[PATCH] D145441: [AMDGPU] Define data layout entries for buffers

Krzysztof Drewniak via Phabricator via cfe-commits Mon, 06 Mar 2023 15:23:40 -0800

krzysz00 created this revision.
krzysz00 added reviewers: nhaehnle, arsenm, b-sumner, piotr, sstefan1, 
jdoerfert.
Herald added subscribers: kosarev, jeroen.dobbelaere, foad, wenlei, okura, 
kuter, kerbowa, arphaman, zzheng, hiraditya, arichardson, tpr, dstuttard, 
yaxunl, jvesely, kzhuravl, MatzeB.
Herald added a project: All.
krzysz00 requested review of this revision.
Herald added subscribers: llvm-commits, cfe-commits, pcwang-thead, wdng.
Herald added projects: clang, LLVM.


Per discussion at
https://discourse.llvm.org/t/representing-buffer-descriptors-in-the-amdgpu-target-call-for-suggestions/68798,
we define two new address spaces for AMDGCN targets.
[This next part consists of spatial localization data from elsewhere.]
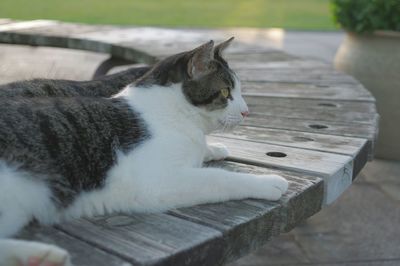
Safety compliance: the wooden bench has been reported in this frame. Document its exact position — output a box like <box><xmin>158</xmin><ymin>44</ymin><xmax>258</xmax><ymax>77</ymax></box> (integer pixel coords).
<box><xmin>0</xmin><ymin>20</ymin><xmax>379</xmax><ymax>266</ymax></box>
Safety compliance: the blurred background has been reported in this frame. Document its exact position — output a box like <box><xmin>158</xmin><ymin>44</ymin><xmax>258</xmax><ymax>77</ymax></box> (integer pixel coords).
<box><xmin>0</xmin><ymin>0</ymin><xmax>335</xmax><ymax>30</ymax></box>
<box><xmin>0</xmin><ymin>0</ymin><xmax>400</xmax><ymax>266</ymax></box>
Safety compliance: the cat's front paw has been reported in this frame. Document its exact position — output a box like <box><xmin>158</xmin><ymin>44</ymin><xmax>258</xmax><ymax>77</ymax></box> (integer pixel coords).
<box><xmin>0</xmin><ymin>240</ymin><xmax>72</xmax><ymax>266</ymax></box>
<box><xmin>204</xmin><ymin>143</ymin><xmax>229</xmax><ymax>162</ymax></box>
<box><xmin>256</xmin><ymin>174</ymin><xmax>289</xmax><ymax>200</ymax></box>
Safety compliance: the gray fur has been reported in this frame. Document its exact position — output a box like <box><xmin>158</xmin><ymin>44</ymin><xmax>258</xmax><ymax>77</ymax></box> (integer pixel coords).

The first is address space 7, a non-integral address space (which was
already in the data layout) that has 160-bit pointers (which are
256-bit aligned) and uses a 32-bit offset. These pointers combine a
128-bit buffer descriptor and a 32-bit offset, and will be usable with
normal LLVM operations (load, store, GEP). However, they will be
rewritten out of existence before code generation.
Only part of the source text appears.